The involvement of PPARβ/δ in regulation of keratinocyte proliferation, skeletal muscle metabolism, inflammation, and lipid homeostasis, together with the recent suggestions that this receptor may be a target for therapeutic strategies in treatment of the metabolic syndrome, emphasize the need for identification of ligands that activate this receptor in vivo. The extensive size of its ligand binding pocket and its broad ligand selectivity raise the possibility that PPARβ/δ may be activated by multiple compounds, and, perhaps, that different ligands serve in this function in different cells and/or under different physiological circumstances. The observations that efficient activation of this receptor requires cooperation with FABP5, which specifically delivers ligands from the cytosol to nuclear PPARβ/δ, provide a new powerful criterion for identifying physiologically-meaningful ligands. Hence, such ligands will be required not only to activate the receptor, but also to trigger the nuclear translocation of the binding protein.
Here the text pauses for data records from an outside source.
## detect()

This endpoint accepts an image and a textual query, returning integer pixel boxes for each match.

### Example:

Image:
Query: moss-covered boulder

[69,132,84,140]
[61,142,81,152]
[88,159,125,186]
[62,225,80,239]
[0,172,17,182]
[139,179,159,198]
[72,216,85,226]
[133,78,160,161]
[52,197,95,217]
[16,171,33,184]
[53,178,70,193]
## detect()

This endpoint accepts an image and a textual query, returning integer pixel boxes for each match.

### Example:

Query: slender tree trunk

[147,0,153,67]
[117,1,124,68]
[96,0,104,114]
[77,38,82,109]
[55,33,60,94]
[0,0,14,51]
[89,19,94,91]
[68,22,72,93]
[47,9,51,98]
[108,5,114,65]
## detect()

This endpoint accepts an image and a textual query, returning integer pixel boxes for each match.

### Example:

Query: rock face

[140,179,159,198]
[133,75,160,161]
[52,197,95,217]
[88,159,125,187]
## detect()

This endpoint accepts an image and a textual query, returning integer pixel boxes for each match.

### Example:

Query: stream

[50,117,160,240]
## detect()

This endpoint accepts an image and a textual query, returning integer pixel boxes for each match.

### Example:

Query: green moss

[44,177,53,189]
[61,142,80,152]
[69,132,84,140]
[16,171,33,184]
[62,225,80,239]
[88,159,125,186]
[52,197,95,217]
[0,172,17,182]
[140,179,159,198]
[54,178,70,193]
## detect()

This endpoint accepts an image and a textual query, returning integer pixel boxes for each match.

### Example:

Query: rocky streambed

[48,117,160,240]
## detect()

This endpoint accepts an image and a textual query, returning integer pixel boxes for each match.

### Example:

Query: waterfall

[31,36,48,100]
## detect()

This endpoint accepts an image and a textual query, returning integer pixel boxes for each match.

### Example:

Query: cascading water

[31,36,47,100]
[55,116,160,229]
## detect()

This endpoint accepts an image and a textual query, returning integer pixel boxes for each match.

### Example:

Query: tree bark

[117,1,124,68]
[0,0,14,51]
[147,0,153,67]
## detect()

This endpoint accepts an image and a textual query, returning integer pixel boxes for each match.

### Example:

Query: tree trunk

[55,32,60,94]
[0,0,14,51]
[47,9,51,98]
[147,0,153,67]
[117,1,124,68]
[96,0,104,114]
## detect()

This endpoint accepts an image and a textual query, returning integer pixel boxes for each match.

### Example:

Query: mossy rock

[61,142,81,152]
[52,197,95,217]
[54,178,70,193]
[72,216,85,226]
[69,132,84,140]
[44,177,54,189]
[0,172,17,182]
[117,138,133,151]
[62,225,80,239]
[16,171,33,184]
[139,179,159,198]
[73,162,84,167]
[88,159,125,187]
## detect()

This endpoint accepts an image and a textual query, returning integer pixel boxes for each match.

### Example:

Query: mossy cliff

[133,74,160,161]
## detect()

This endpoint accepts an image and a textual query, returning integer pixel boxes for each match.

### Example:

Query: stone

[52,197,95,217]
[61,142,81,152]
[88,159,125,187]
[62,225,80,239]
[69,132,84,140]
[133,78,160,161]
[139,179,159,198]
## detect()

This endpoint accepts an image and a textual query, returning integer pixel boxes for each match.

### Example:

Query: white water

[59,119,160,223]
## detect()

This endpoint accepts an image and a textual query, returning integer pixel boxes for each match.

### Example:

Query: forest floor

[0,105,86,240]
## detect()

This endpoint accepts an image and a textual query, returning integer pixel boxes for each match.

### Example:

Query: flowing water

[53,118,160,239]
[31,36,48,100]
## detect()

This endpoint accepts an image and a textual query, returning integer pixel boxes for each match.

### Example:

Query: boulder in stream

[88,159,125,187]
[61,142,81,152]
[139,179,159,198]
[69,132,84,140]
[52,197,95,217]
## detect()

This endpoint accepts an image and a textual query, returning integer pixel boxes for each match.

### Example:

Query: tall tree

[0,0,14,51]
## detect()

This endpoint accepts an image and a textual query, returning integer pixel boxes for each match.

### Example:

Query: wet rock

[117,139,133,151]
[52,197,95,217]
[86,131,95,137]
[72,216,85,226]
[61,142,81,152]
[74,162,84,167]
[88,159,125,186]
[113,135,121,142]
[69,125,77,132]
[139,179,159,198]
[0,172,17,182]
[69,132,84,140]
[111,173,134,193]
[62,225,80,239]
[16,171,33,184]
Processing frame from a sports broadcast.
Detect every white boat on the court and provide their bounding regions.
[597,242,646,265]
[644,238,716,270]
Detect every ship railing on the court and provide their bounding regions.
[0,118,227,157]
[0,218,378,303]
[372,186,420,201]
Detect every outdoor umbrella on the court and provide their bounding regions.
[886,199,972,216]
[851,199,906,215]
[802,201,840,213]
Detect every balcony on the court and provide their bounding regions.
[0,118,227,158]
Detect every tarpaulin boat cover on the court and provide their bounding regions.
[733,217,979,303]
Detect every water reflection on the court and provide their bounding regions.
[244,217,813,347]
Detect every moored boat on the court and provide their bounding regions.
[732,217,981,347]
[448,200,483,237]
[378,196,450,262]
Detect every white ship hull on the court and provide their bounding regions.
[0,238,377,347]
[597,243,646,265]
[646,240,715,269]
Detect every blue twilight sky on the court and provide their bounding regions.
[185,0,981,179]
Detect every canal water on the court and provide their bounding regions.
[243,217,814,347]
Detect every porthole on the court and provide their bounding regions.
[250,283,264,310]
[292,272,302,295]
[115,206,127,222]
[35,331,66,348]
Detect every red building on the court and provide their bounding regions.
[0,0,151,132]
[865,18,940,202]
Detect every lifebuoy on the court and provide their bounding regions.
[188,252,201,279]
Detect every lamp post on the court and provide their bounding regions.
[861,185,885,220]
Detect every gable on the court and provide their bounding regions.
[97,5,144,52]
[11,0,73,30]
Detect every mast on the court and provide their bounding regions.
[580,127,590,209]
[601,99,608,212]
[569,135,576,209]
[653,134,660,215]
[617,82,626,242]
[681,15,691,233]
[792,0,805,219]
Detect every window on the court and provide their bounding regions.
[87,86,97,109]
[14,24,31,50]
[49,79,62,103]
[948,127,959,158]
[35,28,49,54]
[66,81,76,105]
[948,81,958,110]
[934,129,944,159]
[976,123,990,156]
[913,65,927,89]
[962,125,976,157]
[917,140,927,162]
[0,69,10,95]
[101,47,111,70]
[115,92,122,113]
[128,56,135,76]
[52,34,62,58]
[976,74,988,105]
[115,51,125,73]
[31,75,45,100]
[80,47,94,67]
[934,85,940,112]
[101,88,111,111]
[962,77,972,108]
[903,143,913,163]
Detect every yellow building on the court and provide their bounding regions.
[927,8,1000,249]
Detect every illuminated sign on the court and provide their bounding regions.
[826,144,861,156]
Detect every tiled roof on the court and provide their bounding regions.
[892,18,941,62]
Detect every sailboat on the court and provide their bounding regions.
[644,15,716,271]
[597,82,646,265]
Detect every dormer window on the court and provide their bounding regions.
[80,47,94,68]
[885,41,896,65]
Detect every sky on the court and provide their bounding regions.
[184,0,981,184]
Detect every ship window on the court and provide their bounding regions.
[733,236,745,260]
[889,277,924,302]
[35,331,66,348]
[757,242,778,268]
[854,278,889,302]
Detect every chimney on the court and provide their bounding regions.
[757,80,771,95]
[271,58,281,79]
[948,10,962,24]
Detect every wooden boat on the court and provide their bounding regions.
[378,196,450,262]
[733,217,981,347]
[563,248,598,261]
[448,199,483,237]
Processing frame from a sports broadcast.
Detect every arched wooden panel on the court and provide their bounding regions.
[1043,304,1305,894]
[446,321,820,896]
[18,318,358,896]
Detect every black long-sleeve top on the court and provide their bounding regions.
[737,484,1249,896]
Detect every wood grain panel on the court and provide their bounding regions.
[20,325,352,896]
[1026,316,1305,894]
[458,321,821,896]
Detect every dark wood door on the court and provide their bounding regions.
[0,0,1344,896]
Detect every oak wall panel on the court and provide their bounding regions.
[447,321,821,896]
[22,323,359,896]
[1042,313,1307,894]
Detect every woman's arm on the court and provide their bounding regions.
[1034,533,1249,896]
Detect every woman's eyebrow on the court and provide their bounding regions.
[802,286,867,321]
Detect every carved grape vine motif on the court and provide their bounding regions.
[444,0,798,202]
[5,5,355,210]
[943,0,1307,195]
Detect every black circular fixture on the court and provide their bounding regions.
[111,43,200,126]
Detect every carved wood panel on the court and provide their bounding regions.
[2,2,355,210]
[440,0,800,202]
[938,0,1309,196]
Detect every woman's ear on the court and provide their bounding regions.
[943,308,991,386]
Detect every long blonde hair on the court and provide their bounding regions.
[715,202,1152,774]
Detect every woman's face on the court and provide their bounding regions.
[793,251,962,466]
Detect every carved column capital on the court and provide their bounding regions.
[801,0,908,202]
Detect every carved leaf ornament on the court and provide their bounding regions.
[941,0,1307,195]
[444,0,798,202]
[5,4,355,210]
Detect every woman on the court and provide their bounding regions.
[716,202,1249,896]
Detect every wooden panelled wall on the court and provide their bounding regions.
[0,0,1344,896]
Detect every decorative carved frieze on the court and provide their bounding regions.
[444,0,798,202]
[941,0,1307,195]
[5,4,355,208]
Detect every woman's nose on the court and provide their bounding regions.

Using these criteria, it was recently demonstrated that RA is a potent endogenous ligand for PPARβ/δ. These observations suggest that PPARβ/δ is a retinoid receptor, functioning similarly to RAR and RXR to regulate gene expression in response to a vitamin A metabolite. The question of whether RA is the sole endogenous ligand for this receptor or whether additional physiologically-meaningful ligands exist remains open and awaits further studies.